Flat vs. Riser Handlebars: Which Style is Right for Your Mountain Bike?
Mountain biking is an exhilarating and challenging sport that requires the right equipment to ensure you have an enjoyable ride. When it comes to handlebars, there are two main styles to consider: flat vs. riser handlebars. Deciding between these two options can be confusing as each style has its own set of advantages and disadvantages. In order to make an informed decision, it's important to understand the differences between flat vs. riser handlebars. This article provides helpful information and guidance to assist you in choosing the ideal style of handlebar for your mountain bike based on your riding style and preferences.
When deciding between flat vs. riser handlebars, flat handlebars are ideal for achieving a lower, more aerodynamic riding position, resulting in a more comfortable ride due to the rider being closer to the bike's center of gravity. On the other hand, riser handlebars are better suited for recreational riding, as they provide more stability and control.
This video tutorial by Clint Gibbs provides a detailed comparison of flat and riser handlebars for mountain bikes.

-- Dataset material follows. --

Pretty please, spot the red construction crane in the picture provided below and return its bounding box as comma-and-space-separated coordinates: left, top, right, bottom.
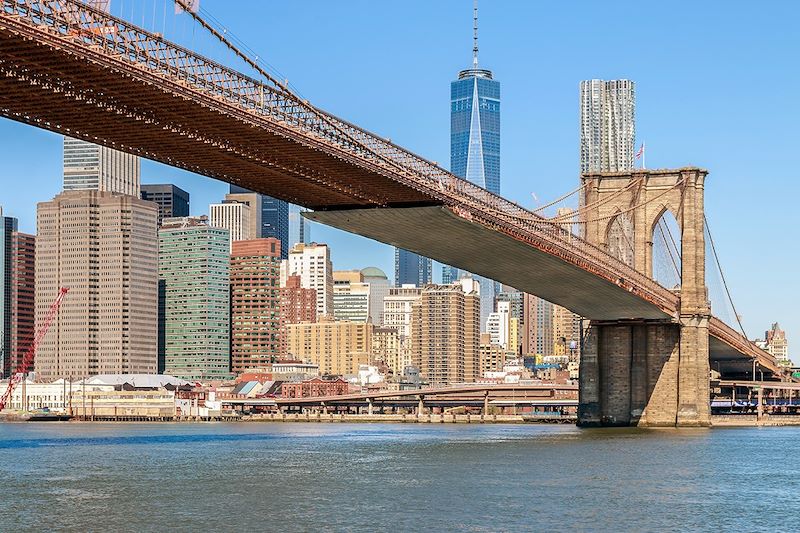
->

To ensure you get the best handlebar type for your riding style, it’s important to understand what makes each one unique. In this article, we’ll discuss flat vs. riser mountain bike handlebars so that you can decide which type is best for you.
What Are Flat Handlebars?
Flat bars are generally lighter and easier to maneuver than riser bars. The flat shape also allows the rider to get into a more aerodynamic position, making them ideal for racing or long-distance rides.
Flat handlebars are a popular type of mountain bike handlebar, characterized by a flat, rectangular shape and width of around 10 inches. Due to their width, flat bars provide greater stability when riding over uneven terrain.
Flat handlebars like these come in various widths which help with stability and control. Our article about how to choose mountain bike handlebar width for your bike and riding style takes an in-depth look at various factors that need to be considered when decking on your handlebar width.
What Are Riser Handlebars?
Riser handlebars are wider and bend upwards slightly. The higher handlebar position of riser handlebars allows for more relaxed and upright riding, which is great for recreational riders who want to enjoy the scenery.
Riser mountain bike handlebars feature a wider and upward-curving design compared to flat bars, typically around 15 inches wide. These handlebars provide riders with a higher handlebar position, which increases stability during steep descents or when navigating technical terrain.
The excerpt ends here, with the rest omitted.